Open Source, Open Minds

When I was in the graduate school of ASU, I worked with my Ph.D adviser, Dr. K. Selçuk Candan on data integration. One goal of my work was to develop efficient algorithms to capture conflicts in the data integration and provide effective schemes to resolve them. In our proposal1, we represent the integration result as a loop-less weighted directed graph, thus a set of resolutions can be collected by searching for the top-k shortest paths.

Clearly finding the top-k shortest paths is a classical graph problem, and Yen’s algorithm provides the commonly-known solution. A recent and elegant discussion is proposed in 2. However, I needed an implementation of this algorithm in C++ or Java. After searching Google, I could find neither. So I decided to do it myself. The initial implementation was in Java, used in our SIGMOD demo3.

Afterwards, I created a Google project4 to share my implementation as I believe it is great if anyone can benefit from my work. Later on I added its C++ implementation per people’s requests. Actually I was surprised as so many people were interested in the project. Many of them did really apply the code to their work. More importantly, they gave me quite a few good feedbacks.

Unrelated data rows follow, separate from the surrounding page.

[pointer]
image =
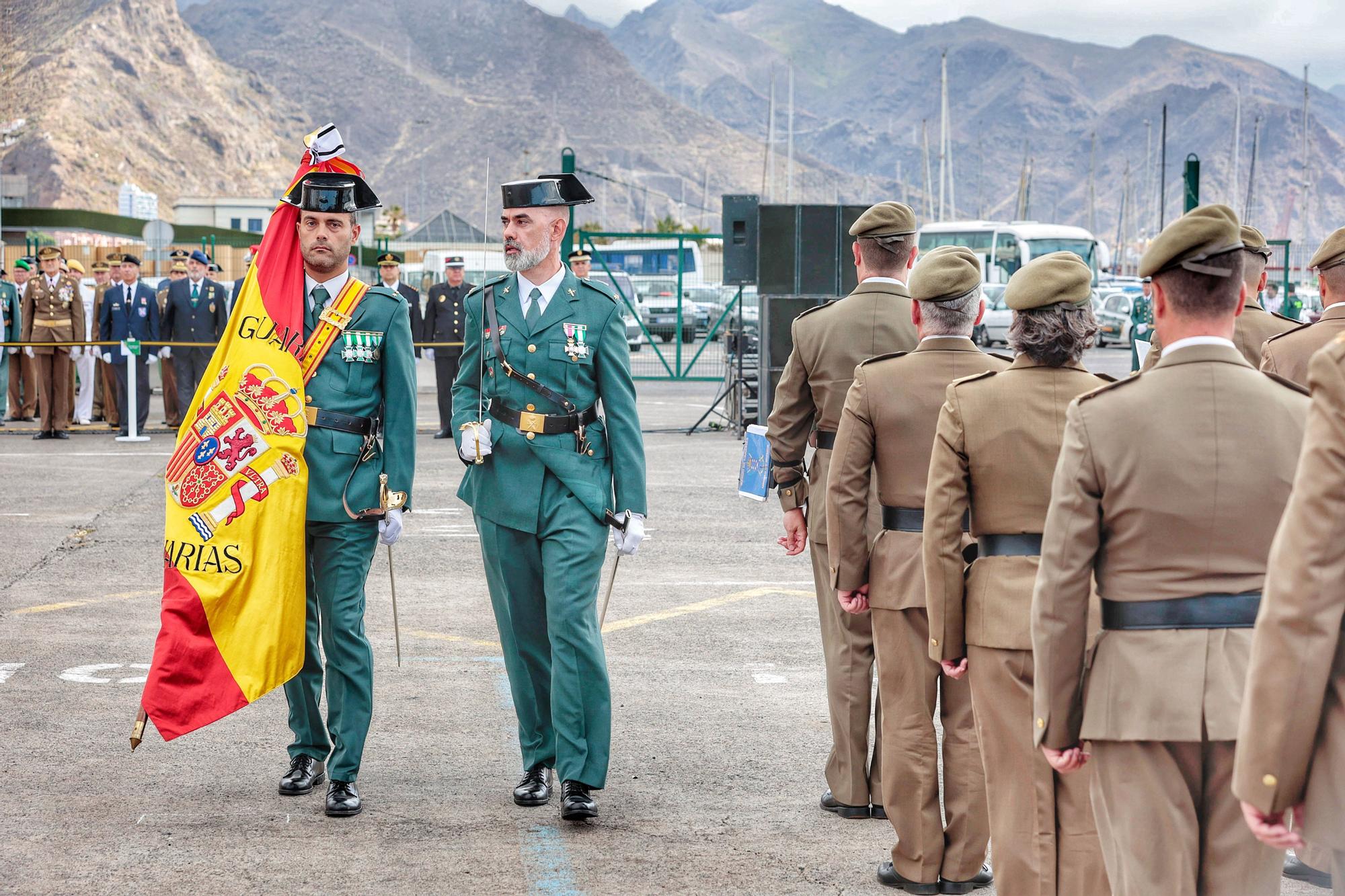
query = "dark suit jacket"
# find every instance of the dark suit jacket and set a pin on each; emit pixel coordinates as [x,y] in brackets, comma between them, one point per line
[135,315]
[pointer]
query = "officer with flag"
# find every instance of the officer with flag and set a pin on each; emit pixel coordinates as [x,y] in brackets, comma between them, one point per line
[543,350]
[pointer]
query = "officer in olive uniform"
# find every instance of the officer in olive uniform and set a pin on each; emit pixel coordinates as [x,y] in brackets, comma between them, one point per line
[353,395]
[196,313]
[544,349]
[445,319]
[53,311]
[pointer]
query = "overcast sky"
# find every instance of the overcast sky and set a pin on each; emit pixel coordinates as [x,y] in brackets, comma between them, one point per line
[1284,33]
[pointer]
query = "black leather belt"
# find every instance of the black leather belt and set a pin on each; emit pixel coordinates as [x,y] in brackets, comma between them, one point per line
[545,424]
[1200,611]
[340,421]
[911,520]
[1016,545]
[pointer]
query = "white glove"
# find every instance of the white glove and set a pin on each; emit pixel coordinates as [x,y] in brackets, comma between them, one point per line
[391,526]
[469,442]
[627,542]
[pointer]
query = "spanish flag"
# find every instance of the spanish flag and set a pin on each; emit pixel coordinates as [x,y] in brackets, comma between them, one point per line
[232,624]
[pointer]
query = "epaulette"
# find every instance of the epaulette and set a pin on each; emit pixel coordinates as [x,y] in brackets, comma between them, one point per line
[1116,384]
[1289,384]
[870,361]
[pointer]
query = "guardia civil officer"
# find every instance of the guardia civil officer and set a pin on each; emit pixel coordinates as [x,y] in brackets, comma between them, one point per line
[544,349]
[980,619]
[194,313]
[365,382]
[886,432]
[446,318]
[829,342]
[1168,490]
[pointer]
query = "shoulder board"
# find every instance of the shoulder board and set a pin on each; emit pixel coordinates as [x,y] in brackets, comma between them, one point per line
[1116,384]
[1288,384]
[891,354]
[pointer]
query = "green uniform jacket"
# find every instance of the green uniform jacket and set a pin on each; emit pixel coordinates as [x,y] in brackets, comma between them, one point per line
[361,388]
[508,487]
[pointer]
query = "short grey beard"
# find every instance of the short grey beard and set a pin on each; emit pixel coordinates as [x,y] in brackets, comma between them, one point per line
[529,259]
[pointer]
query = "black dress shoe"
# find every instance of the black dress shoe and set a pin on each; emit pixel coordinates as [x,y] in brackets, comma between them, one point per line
[890,876]
[342,799]
[832,805]
[958,887]
[578,802]
[535,788]
[305,774]
[1297,869]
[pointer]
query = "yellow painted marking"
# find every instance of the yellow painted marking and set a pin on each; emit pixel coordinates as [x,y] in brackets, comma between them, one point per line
[69,604]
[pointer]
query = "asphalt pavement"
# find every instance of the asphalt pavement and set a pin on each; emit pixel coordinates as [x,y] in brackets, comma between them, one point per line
[720,725]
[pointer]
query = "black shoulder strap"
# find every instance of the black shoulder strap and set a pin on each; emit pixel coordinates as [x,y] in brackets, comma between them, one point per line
[551,395]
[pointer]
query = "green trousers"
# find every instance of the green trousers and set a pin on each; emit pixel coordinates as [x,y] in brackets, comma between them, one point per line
[338,564]
[544,589]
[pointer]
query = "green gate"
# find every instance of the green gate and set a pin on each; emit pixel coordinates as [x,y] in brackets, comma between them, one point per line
[670,287]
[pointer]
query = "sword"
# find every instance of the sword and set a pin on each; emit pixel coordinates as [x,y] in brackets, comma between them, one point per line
[392,501]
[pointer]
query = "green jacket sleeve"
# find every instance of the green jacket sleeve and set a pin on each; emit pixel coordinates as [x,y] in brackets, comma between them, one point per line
[400,403]
[617,391]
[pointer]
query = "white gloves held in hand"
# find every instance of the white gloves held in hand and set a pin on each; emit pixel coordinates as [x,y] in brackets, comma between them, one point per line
[470,442]
[627,542]
[391,526]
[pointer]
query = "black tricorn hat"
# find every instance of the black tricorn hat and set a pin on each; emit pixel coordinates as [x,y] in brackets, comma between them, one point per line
[332,193]
[544,190]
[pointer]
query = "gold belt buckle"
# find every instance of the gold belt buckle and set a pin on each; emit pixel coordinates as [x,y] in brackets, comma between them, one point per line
[532,423]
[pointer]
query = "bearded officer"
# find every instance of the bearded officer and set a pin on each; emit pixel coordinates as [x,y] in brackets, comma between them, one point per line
[980,619]
[555,348]
[354,392]
[829,342]
[53,311]
[887,428]
[1160,495]
[1254,325]
[1289,353]
[446,315]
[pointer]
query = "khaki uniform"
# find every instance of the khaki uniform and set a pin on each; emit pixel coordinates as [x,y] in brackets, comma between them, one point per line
[995,454]
[1252,330]
[828,343]
[53,315]
[1160,495]
[1289,353]
[1293,751]
[888,427]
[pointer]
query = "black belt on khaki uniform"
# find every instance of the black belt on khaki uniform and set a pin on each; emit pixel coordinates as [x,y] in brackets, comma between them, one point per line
[545,424]
[340,421]
[1016,545]
[1200,611]
[911,518]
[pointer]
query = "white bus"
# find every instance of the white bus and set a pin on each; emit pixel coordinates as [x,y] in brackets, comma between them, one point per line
[1007,245]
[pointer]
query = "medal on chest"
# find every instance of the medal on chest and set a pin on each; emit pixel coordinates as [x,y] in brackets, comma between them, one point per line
[576,345]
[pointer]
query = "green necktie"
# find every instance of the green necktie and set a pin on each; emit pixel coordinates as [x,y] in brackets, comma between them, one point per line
[535,309]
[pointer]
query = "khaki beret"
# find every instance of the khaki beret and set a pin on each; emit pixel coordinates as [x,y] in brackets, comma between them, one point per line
[886,220]
[946,274]
[1061,278]
[1200,235]
[1331,253]
[1254,240]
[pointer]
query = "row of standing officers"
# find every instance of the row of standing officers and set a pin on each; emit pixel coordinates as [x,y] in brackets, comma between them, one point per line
[1067,572]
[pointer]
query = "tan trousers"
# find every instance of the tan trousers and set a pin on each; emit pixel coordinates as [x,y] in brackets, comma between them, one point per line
[54,389]
[1169,822]
[910,685]
[848,654]
[1040,822]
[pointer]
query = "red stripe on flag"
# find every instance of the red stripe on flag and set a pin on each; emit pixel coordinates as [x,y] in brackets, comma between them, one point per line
[189,684]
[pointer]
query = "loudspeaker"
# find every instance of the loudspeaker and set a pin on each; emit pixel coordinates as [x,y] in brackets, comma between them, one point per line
[740,239]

  • My implementation had bugs, which were not captured in my tests. Some feedbacks helped me identify and fix most of them. Actually one bug was so tricky, because it’s hidden in the algorithm2, that it was almost impossible to dig it out without users’ feedbacks.
  • Some developers would like to contribute back, joining me with bug fixing, code refactoring, and even new implementation. For instance, Vinh Bui added the C# implementation.
  • A small community was built up around this project, to help each other and encourage me work harder towards a better software.

Up to this point, the project became not only my own work, but one involving many minds. I realized that the core of open source is sharing, but it should not be limited to the code only. It is more about the human minds, such as the developer experience and the user feedback. On the other hand, the sharing should be bi-directional, thus the roles of the user and the contributor are interchangeable. Additionally sharing can draw people together as a community, which in turn will definitely lead sharing up to a higher level. In the sense, the philosophy advocated by open source, I believe, can be summarized as open minds.